Finish the std::offload module (rust-lang/rust-project-goals#109)
Progress
Point of contact

Manuel Drehwald

Champions

compiler (Manuel Drehwald), lang (TC)

Task owners

Manuel Drehwald, LLVM offload/GPU contributors

1 detailed update available.

Comment by [Manuel Drehwald][] posted on 2025-10-22:

A longer update of the changes over the fall. We had two gsoc contributors and a lot of smaller improvements for std::autodiff. The first two improvements were already mentioned as draft PRs in the previous update, but got merged since. I also upstreamed more std::offload changes.

  1. Marcelo Domínguez refactored the autodiff frontend to be a proper rustc intrinsic, rather than just hackend into the frontend like I first implemented it. This already solved multiple open issues, reduced the code size, and made it generally easier to maintain going forward.
  2. Karan Janthe upstreamed a first implementation of "TypeTrees", which lowers rust type and layout information to Enzyme, our autodiff backend. This makes it more likely that you won't see compilation failures with the error message "Can not deduce type of ". We might refine in the future what information exactly we lower.
  3. Karan Janthe made sure that std::autodiff has support for f16 and and f128 types.
  4. One more of my offload PRs landed. I also figured out why the LLVM-IR generated by the std::offload code needed some manual adjustments in the past. We were inconsistent when communicating with LLVM's offload module, about whether we'd want a magic, extra, dyn_ptr argument, that enables kernels to use some extra features. We don't use these features yet, but for consistency we now always generate and expect the extra pointer. The bugfix is currently under review, once it lands upstream, rustc is able to run code on GPUs (still with a little help of clang).
  5. Marcelo Domínguez refactored my offload frontend, again introducing a proper rustc intrinsic. That code will still need to go through review, but once it lands it will get us a lot closer to a usable frontend. He also started to generate type information for our offload backend to know how many bytes to copy to and from the devices. This is a very simplified version of our autodiff typetrees.
  6. At RustChinaConf, I was lucky to run into the wild linker author David Lattimore, which helped me to create a draft PR that can dlopen Enzyme at runtime. This means we could ship it via rustup for people interested in std::autodiff, and don't have to link it in at build time, which would increase binary size even for those users that are not interested in it. There are some open issues, so please reach out if you have time to get the PR ready!
  7. [@sgasho][] spend a lot of time trying to get Rust into the Enzyme CI. Unfortunately that is a tricky process due to Enzyme's CI requirements, so it's not merged yet.
  8. I tried to simplify building std::autodiff by marking it as compatible with download-llvm-ci. Building LLVM from source was previously the by far slowest part of building rustc with autodiff, so this has a large potential. Unfortunately the CI experiments revealed some issues around this setting. We think we know why Enzyme's Cmake causes issues here and are working on a fix to make it more reliable.
  9. Osama Abdelkader and bjorn3 looked into automatically enabling fat-lto when autodiff is enabled. In the past, forgetting to enable fat-lto resulted in incorrect (zero) derivatives. The first approach unfortunately wasn't able to cover all cases, so we need to see whether we can handle it nicely. If that turns out to be too complicated, we will revert it and instead "just" provide a nice error message, rather than returning incorrect derivatives.

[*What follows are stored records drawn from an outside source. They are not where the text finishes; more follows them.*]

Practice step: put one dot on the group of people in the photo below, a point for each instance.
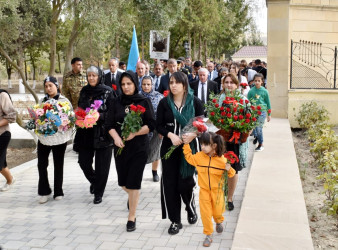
(170, 101)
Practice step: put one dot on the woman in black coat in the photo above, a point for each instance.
(173, 113)
(95, 141)
(131, 162)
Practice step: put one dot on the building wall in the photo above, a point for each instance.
(309, 20)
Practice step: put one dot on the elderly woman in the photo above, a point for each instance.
(7, 115)
(131, 162)
(230, 83)
(177, 182)
(148, 90)
(56, 143)
(95, 141)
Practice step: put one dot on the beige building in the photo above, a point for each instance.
(313, 27)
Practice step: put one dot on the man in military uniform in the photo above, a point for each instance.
(73, 82)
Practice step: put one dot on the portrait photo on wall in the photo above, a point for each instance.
(159, 44)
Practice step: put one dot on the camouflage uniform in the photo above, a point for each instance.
(72, 85)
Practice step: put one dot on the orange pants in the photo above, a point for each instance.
(211, 205)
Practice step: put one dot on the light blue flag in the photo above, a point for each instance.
(134, 55)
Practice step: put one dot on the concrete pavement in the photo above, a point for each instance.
(76, 223)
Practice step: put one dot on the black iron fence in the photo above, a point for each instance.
(313, 66)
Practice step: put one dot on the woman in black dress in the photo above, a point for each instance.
(132, 160)
(173, 113)
(95, 141)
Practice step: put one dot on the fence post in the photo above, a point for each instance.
(335, 67)
(291, 65)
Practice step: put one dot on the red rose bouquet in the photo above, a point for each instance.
(233, 114)
(132, 123)
(195, 125)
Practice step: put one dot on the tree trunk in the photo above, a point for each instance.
(59, 62)
(189, 40)
(195, 50)
(3, 52)
(200, 47)
(52, 51)
(205, 50)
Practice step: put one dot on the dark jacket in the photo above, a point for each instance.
(97, 136)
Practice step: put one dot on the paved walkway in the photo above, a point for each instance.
(76, 223)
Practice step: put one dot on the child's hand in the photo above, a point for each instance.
(188, 137)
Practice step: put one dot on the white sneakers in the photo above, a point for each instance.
(7, 186)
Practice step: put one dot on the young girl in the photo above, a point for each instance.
(258, 95)
(210, 164)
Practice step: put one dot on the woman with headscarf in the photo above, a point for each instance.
(95, 141)
(148, 90)
(173, 114)
(131, 162)
(7, 115)
(57, 143)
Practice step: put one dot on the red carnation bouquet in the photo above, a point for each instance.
(233, 114)
(195, 125)
(132, 123)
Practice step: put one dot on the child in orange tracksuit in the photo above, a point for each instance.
(210, 164)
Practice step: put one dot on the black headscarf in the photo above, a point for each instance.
(136, 97)
(99, 88)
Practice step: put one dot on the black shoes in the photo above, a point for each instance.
(174, 228)
(91, 189)
(231, 205)
(156, 178)
(97, 199)
(131, 225)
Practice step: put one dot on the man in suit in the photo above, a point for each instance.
(158, 73)
(203, 87)
(172, 68)
(212, 73)
(113, 76)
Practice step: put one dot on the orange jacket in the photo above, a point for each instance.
(210, 169)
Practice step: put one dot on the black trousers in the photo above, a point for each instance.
(58, 157)
(98, 177)
(174, 188)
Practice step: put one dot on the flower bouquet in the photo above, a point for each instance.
(132, 123)
(233, 115)
(49, 118)
(87, 118)
(195, 125)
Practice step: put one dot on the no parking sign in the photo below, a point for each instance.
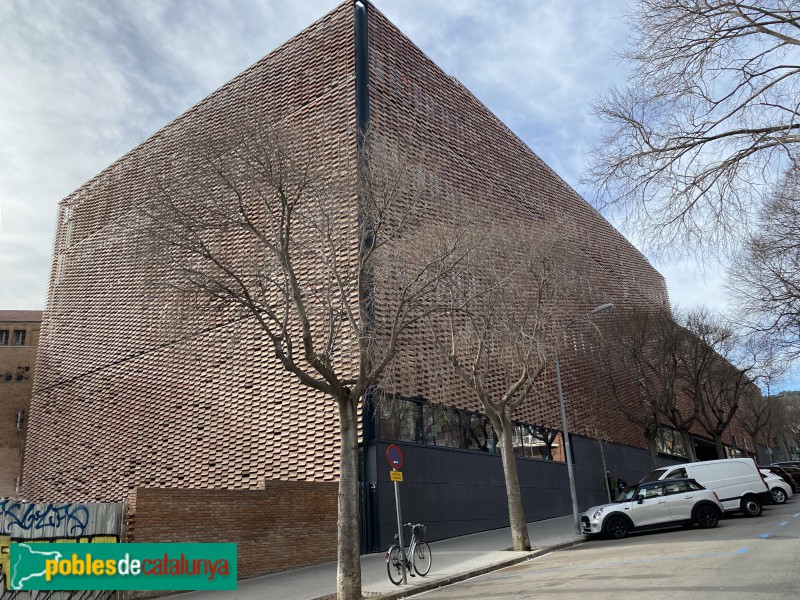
(394, 456)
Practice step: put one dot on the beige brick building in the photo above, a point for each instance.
(19, 340)
(120, 403)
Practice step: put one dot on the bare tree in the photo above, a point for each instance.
(714, 384)
(498, 331)
(707, 119)
(764, 277)
(252, 223)
(641, 366)
(756, 414)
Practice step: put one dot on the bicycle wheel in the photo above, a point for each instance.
(422, 558)
(394, 564)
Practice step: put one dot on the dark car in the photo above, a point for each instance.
(788, 473)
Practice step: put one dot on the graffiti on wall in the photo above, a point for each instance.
(55, 522)
(35, 517)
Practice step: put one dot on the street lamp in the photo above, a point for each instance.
(567, 449)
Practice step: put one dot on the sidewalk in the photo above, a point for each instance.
(453, 560)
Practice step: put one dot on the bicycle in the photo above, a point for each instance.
(418, 555)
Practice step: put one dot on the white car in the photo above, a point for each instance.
(654, 504)
(781, 491)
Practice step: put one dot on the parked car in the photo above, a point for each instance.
(788, 463)
(737, 481)
(654, 504)
(790, 475)
(781, 491)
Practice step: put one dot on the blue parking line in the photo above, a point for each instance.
(641, 561)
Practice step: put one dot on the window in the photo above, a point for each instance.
(413, 420)
(19, 337)
(652, 492)
(678, 487)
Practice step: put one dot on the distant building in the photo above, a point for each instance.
(121, 403)
(19, 340)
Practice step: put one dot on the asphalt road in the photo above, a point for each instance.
(741, 558)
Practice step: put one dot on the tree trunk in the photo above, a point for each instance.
(688, 445)
(720, 447)
(653, 449)
(754, 439)
(516, 514)
(348, 573)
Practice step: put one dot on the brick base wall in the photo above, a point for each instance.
(287, 525)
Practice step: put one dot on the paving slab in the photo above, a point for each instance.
(454, 559)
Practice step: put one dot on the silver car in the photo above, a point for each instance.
(654, 504)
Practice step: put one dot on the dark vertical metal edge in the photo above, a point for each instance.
(368, 501)
(362, 68)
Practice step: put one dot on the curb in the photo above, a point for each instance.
(425, 587)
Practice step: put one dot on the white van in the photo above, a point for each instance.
(736, 481)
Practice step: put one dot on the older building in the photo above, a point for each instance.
(121, 402)
(19, 339)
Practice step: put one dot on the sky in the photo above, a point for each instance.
(84, 81)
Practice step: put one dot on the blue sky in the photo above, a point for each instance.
(84, 81)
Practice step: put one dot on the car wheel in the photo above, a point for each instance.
(751, 506)
(707, 516)
(778, 495)
(617, 528)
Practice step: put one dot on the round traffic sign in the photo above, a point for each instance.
(395, 456)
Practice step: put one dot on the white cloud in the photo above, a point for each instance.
(85, 81)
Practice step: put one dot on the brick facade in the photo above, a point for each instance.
(286, 525)
(19, 340)
(123, 402)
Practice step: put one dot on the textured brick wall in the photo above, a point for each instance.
(472, 156)
(17, 373)
(121, 401)
(137, 389)
(287, 525)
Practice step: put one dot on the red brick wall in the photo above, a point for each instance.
(138, 390)
(471, 155)
(287, 525)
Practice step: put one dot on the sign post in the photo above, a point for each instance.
(394, 456)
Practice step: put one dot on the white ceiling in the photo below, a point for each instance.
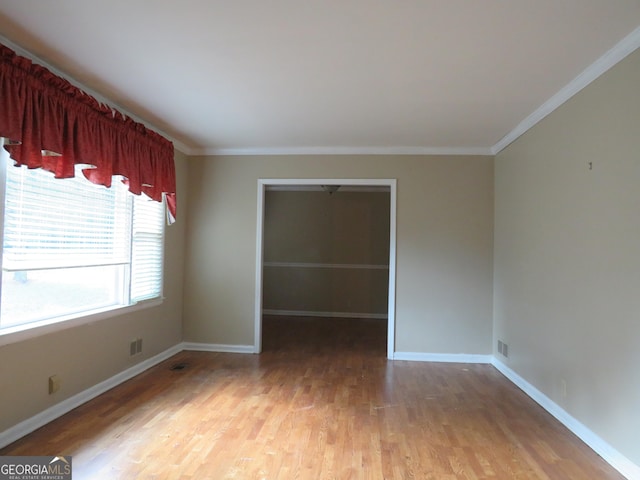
(329, 76)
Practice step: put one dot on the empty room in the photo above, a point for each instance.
(320, 240)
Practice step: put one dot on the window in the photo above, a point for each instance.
(71, 248)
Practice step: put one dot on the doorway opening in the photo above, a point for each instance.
(327, 185)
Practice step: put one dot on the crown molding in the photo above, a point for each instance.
(620, 51)
(482, 151)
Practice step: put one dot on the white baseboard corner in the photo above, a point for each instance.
(442, 357)
(618, 461)
(217, 347)
(614, 458)
(309, 313)
(31, 424)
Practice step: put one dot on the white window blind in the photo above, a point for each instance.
(146, 259)
(53, 223)
(70, 247)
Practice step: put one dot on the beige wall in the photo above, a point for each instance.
(315, 228)
(444, 245)
(87, 355)
(567, 256)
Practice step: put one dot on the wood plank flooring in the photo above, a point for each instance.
(321, 402)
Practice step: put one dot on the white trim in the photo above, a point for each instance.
(443, 357)
(217, 347)
(347, 266)
(263, 183)
(257, 320)
(309, 313)
(46, 416)
(623, 48)
(480, 151)
(25, 331)
(614, 458)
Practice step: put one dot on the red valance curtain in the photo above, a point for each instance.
(41, 112)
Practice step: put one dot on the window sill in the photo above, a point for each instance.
(36, 329)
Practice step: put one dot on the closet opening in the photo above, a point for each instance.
(325, 255)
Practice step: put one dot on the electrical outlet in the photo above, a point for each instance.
(54, 384)
(135, 347)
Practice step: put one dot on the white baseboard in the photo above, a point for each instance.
(618, 461)
(217, 347)
(614, 458)
(31, 424)
(308, 313)
(442, 357)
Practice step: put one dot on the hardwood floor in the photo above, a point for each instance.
(321, 402)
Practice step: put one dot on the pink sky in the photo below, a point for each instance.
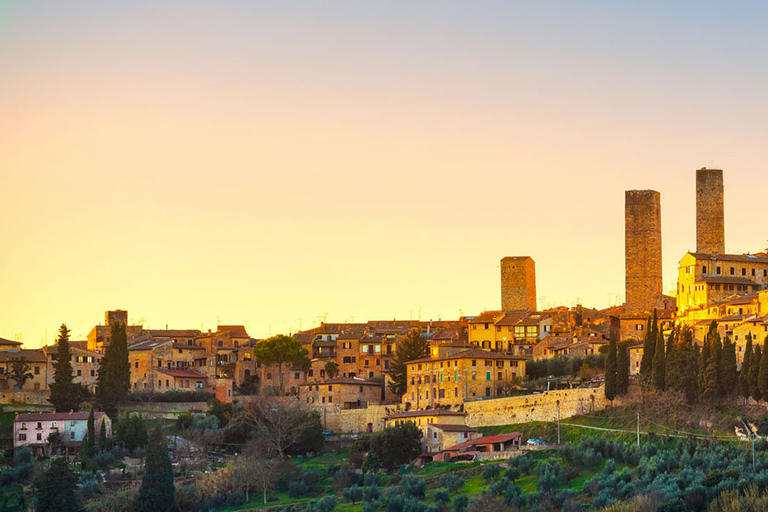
(272, 165)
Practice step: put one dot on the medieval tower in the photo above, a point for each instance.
(642, 242)
(710, 222)
(518, 283)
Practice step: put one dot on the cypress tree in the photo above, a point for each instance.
(754, 370)
(649, 347)
(65, 395)
(659, 363)
(56, 492)
(103, 435)
(729, 377)
(622, 368)
(157, 490)
(762, 374)
(746, 392)
(610, 371)
(114, 378)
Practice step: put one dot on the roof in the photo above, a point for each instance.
(453, 428)
(58, 416)
(343, 380)
(173, 333)
(727, 280)
(486, 317)
(502, 438)
(472, 353)
(744, 258)
(428, 412)
(32, 356)
(191, 374)
(236, 331)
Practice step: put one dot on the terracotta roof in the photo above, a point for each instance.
(33, 356)
(744, 258)
(502, 438)
(473, 353)
(454, 428)
(58, 416)
(183, 373)
(343, 380)
(486, 317)
(236, 331)
(4, 341)
(173, 333)
(429, 412)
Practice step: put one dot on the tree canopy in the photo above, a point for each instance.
(410, 348)
(65, 395)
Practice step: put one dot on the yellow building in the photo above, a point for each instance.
(457, 375)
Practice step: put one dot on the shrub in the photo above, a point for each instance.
(297, 489)
(452, 482)
(326, 504)
(413, 486)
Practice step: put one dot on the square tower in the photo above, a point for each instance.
(518, 283)
(642, 244)
(710, 218)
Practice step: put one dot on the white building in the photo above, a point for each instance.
(32, 430)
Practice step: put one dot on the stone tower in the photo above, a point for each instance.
(518, 283)
(642, 243)
(710, 222)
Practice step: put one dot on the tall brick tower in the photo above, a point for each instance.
(710, 222)
(518, 283)
(642, 243)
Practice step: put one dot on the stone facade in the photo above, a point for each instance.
(642, 216)
(710, 218)
(518, 283)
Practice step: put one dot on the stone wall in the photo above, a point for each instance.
(518, 283)
(539, 407)
(642, 242)
(710, 218)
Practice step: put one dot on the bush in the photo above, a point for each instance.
(460, 503)
(452, 482)
(413, 486)
(297, 489)
(326, 504)
(104, 459)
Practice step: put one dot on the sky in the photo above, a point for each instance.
(274, 164)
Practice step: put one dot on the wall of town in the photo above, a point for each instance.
(540, 407)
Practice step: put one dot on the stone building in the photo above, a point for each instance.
(459, 375)
(518, 283)
(642, 243)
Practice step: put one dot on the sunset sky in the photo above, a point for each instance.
(274, 163)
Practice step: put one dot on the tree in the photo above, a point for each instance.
(157, 490)
(65, 394)
(754, 370)
(622, 368)
(649, 346)
(610, 371)
(729, 378)
(744, 388)
(659, 372)
(394, 446)
(279, 350)
(103, 435)
(331, 369)
(20, 371)
(279, 425)
(411, 347)
(56, 492)
(114, 377)
(762, 374)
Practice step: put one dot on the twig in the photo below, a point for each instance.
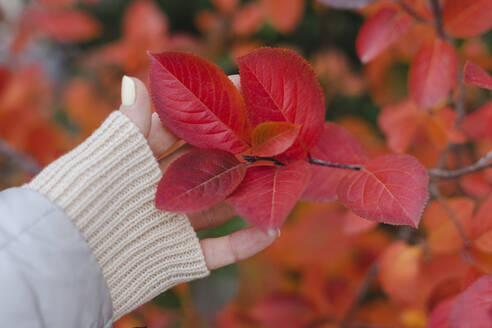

All-in-all I spend a lot more time on infra (dlopen, cmake, download-llvm-ci, ...) then I'd like, but on the happy side there are only so many features left that I want to support here so there is an end in sight. I am also about to give a tech-talk at the upcoming LLVM dev meeting about safe GPU programming in Rust.

Getting Rust for Linux into stable Rust: language features (rust-lang/rust-project-goals#116)
Progress
Point of contact

Tomas Sedovic

Champions

lang (Josh Triplett), lang-docs (TC)

Task owners

Ding Xiang Fei

3 detailed updates available.

Comment by [Tomas Sedovic][] posted on 2025-10-09:

I've updated the top-level description to show everything we're tracking here (please let me know if anything's missing or incorrect!).

Comment by [Tomas Sedovic][] posted on 2025-10-10:

Deref/Receiver

  • Ding Xiang Fei keeps updating the PR: https://github.com/rust-lang/rust/pull/146095
  • They're also working on a document to explain the consequences of this split

Arbitrary Self Types

  • https://github.com/rust-lang/rust/issues/44874
  • Waiting on the Deref/Receiver work, no updates

derive(CoercePointee)

  • https://github.com/rust-lang/rust/pull/133820
  • Waiting on Arbitrary self types

Pass pointers to const in asm! blocks

  • RFC: https://github.com/rust-lang/rfcs/pull/3848
  • The Lang team went through the RFC with Alice Ryhl on 2025-10-08 and it's in FCP now

Field projections

  • Benno Lossin opened a PR here: https://github.com/rust-lang/rust/pull/146307
  • Being reviewed by the compiler folks

Providing \0 terminated file names with #[track_caller]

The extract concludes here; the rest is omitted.